Friday, June 22, 2012

R and the web (for beginners), Part II: XML in R


This second post of my little series on R and the web deals with how to access and process XML-data with R. XML is a markup language that is commonly used to interchange data over the Internet. If you want to access some online data over a webpage's API you are likely to get it in XML format. So here is a very simple example of how to deal with XML in R.
Duncan Temple Lang wrote a very helpful R-package which makes it quite easy to parse, process and generate XML-data with R. I use that package in this example. The XML document (taken from w3schools.com) used in this example describes a fictive plant catalog. Not that thrilling, I know, but the goal of this post is not to analyze the given data but to show how to parse it and transform it to a data frame. The analysis is up to you...

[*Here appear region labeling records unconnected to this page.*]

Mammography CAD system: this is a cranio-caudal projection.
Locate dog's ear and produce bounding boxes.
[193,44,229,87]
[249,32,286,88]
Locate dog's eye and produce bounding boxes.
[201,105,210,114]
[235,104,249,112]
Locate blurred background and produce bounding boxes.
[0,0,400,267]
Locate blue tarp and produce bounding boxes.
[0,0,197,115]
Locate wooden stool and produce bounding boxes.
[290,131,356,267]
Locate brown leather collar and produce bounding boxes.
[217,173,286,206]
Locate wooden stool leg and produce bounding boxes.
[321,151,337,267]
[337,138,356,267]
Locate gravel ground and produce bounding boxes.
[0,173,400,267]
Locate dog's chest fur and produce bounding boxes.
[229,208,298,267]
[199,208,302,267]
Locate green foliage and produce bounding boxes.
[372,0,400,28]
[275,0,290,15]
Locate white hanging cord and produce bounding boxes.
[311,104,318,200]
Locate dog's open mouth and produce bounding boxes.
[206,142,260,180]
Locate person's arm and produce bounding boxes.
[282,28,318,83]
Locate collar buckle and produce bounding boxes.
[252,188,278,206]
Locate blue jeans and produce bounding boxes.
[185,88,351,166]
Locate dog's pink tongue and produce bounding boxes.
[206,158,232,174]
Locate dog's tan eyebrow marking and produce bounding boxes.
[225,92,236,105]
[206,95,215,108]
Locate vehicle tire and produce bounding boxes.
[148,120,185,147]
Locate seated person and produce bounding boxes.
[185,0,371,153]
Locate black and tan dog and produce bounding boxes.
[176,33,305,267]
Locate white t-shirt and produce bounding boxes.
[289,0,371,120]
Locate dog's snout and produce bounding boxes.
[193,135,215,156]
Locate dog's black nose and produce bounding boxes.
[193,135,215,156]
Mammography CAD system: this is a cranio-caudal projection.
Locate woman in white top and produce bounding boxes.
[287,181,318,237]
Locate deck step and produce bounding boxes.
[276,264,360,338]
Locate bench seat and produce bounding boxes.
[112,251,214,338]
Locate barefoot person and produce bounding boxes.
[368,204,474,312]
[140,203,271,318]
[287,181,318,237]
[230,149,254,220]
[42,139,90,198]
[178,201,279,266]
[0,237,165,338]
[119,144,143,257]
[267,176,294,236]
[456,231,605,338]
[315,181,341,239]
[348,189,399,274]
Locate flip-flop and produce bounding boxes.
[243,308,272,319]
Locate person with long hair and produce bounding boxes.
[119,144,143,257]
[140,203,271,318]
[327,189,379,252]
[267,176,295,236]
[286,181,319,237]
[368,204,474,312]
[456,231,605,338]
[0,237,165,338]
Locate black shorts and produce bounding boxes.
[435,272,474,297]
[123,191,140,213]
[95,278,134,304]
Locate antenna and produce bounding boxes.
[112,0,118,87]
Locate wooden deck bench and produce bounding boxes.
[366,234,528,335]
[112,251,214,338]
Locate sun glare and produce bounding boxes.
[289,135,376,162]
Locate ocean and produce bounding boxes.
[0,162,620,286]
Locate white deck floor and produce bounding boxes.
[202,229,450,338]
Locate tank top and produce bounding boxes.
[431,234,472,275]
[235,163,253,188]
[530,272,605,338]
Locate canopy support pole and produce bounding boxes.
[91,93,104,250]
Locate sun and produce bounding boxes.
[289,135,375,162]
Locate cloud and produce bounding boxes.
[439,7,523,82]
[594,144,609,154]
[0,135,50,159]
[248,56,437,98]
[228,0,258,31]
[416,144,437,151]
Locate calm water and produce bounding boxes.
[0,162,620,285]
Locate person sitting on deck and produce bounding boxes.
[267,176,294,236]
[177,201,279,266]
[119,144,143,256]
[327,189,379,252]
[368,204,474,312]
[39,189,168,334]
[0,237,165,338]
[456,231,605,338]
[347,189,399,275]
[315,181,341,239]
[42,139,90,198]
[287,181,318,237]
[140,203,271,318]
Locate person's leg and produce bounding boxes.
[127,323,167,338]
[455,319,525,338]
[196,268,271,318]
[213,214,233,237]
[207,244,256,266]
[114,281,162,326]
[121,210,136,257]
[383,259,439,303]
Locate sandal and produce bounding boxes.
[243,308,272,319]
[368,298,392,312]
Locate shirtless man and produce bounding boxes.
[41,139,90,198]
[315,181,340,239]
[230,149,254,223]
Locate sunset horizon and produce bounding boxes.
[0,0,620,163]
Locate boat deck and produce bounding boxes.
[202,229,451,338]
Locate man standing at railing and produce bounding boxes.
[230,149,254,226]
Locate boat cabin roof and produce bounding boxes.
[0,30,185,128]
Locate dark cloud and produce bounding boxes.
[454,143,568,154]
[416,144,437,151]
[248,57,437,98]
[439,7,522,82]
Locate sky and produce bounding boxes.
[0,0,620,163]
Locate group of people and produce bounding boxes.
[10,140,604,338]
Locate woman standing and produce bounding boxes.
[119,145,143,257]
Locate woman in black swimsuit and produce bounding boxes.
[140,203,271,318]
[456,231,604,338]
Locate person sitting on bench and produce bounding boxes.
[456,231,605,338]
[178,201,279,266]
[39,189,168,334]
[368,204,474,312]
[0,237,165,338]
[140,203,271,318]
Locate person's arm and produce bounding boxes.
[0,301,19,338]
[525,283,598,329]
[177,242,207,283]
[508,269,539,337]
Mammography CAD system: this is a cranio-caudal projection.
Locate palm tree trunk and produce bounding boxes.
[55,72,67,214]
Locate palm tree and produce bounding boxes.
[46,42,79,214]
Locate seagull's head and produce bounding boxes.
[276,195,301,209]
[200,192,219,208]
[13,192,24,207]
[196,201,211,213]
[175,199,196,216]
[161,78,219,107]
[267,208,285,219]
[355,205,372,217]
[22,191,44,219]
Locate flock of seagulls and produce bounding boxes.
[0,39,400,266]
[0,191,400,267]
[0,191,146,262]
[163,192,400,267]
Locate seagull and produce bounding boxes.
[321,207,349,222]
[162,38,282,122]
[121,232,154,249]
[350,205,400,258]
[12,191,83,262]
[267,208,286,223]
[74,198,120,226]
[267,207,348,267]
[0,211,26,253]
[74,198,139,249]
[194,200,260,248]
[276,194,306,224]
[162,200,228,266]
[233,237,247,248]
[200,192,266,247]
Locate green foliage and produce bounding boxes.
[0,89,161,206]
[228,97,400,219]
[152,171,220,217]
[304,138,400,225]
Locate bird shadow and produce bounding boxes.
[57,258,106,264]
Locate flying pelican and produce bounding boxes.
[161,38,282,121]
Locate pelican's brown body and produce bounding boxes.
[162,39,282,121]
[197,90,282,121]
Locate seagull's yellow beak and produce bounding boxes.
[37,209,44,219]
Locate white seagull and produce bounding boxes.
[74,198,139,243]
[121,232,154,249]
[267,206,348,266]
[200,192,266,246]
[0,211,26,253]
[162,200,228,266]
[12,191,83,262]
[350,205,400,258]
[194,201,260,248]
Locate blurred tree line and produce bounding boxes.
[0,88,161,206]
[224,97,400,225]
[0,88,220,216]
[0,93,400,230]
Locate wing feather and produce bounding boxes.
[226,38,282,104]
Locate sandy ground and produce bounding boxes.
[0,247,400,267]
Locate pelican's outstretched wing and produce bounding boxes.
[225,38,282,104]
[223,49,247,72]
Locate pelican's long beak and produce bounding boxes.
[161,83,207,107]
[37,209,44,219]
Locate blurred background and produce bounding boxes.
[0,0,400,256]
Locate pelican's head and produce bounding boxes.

How to parse/read this XML-document into R?
 
# install and load the necessary package

install.packages("XML")
library(XML)


# Save the URL of the xml file in a variable

xml.url <- "http://www.w3schools.com/xml/plant_catalog.xml"

# Use the xmlTreePares-function to parse xml file directly from the web
 
xmlfile <- xmlTreeParse(xml.url)


# the xml file is now saved as an object you can easily work with in R:

class(xmlfile)



# Use the xmlRoot-function to access the top node

xmltop = xmlRoot(xmlfile)

# have a look at the XML-code of the first subnodes:

print(xmltop)[1:2]

This should look more or less like:


$PLANT
<PLANT>
 <COMMON>Bloodroot</COMMON>
 <BOTANICAL>Sanguinaria canadensis</BOTANICAL>
 <ZONE>4</ZONE>
 <LIGHT>Mostly Shady</LIGHT>
 <PRICE>$2.44</PRICE>
 <AVAILABILITY>031599</AVAILABILITY>
</PLANT>

$PLANT
<PLANT>
 <COMMON>Columbine</COMMON>
 <BOTANICAL>Aquilegia canadensis</BOTANICAL>
 <ZONE>3</ZONE>
 <LIGHT>Mostly Shady</LIGHT>
 <PRICE>$9.37</PRICE>
 <AVAILABILITY>030699</AVAILABILITY>
</PLANT>

attr(,"class")
[1] "XMLNodeList"

One can already assume how this data should look like in a matrix or data frame. The goal is to extract the XML-values from each XML-tag <> for all $PLANT nodes and save them in a data frame with a row for each plant ($PLANT-node) and a column for each tag (variable) describing it. How can you do that?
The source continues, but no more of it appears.